In the case of Dr. Chris Christensen, in Missoula, Montana, the 68-year-old physician facing charges of negligent homicide and criminal endangerment, the local paper, the Missoulian published the following:
“Among the allegations against Christensen are that he "continued to prescribe controlled substances in violation of the restrictions in the stipulation that resulted in at least five patient overdose deaths from defendant’s prescriptions, and at least six patient hospitalizations from overdoses from defendant’s prescriptions,” the state noted. Prosecutors added that this evidence “is inextricably linked to, and explanatory of, the negligent homicide and criminal endangerment charges” Christensen now faces.”
This is where legal definitions become important. In both “murder” and “homicide” one person has caused the death of another, however, if intent is established (or brazen recklessness), it is referred to as murder, and if intent is not proven, then it is called a homicide. Why is this important? Ultimately, it boils down to whether these actions are considered criminal, excusable, or justifiable - there would likely be variable degrees of punishment. Criminal homicide is the same as murder - it is inexcusable. An excusable or justifiable homicide would be whether the person acted in self-defense, the defense of another, or a law enforcement officer killing someone in the line of duty.
(There are different degrees of murder, but I will not be getting into that.)

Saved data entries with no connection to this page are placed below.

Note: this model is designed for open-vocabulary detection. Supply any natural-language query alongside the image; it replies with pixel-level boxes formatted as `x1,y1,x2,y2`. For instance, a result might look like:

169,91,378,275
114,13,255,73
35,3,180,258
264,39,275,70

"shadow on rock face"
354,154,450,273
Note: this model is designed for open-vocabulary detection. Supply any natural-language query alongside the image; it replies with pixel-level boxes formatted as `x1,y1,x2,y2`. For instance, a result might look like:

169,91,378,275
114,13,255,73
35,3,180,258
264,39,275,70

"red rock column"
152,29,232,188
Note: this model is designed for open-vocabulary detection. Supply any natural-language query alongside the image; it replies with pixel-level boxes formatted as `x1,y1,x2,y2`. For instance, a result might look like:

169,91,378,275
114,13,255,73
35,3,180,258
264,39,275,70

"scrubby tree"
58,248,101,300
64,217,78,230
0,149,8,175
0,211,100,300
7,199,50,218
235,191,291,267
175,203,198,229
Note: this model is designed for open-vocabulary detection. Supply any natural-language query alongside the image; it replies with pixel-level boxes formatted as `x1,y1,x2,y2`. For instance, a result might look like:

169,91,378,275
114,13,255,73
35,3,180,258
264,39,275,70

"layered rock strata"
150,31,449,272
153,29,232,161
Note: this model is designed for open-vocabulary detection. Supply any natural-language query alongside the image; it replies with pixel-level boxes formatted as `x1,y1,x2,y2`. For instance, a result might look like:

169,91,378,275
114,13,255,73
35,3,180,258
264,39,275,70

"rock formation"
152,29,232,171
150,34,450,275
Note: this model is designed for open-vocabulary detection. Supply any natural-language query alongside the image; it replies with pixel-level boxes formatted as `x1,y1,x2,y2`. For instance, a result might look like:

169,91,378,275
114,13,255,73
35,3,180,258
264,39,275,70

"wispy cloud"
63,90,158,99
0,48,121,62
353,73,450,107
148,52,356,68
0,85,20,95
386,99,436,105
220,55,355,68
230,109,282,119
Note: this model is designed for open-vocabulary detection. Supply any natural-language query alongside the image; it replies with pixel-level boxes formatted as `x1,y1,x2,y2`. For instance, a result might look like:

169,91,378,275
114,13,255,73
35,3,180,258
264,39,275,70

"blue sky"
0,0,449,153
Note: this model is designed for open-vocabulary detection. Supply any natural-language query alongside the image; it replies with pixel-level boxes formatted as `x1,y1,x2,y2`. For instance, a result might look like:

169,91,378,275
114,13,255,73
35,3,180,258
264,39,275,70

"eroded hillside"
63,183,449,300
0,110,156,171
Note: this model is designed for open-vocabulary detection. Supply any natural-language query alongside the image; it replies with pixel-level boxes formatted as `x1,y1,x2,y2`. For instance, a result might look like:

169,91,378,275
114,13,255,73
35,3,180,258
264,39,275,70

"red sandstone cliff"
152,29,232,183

The case of Dr. Eugene Gosy from Williamsville, New York (near Buffalo), involves a physician whose pain clinic prescribed more opioids than any hospital in the state of New York. He, as well as his NP and PA, were prescribing narcotics to known drug abusers. They prescribed such a great volume of opioids that the head of the New York division of the DEA referred to his clinic as a modern-day opium den.
If one is to trust these reports to be factual, then legally, these acts could be considered murder. He and his staff showed complete disregard for their patients and their actions resulted in someone’s death.
Hopefully, now, we better understand what constitutes a physician’s actions to be considered malpractice or a criminal offense and how the DEA determined that the actions of the physician resulted in someone’s death.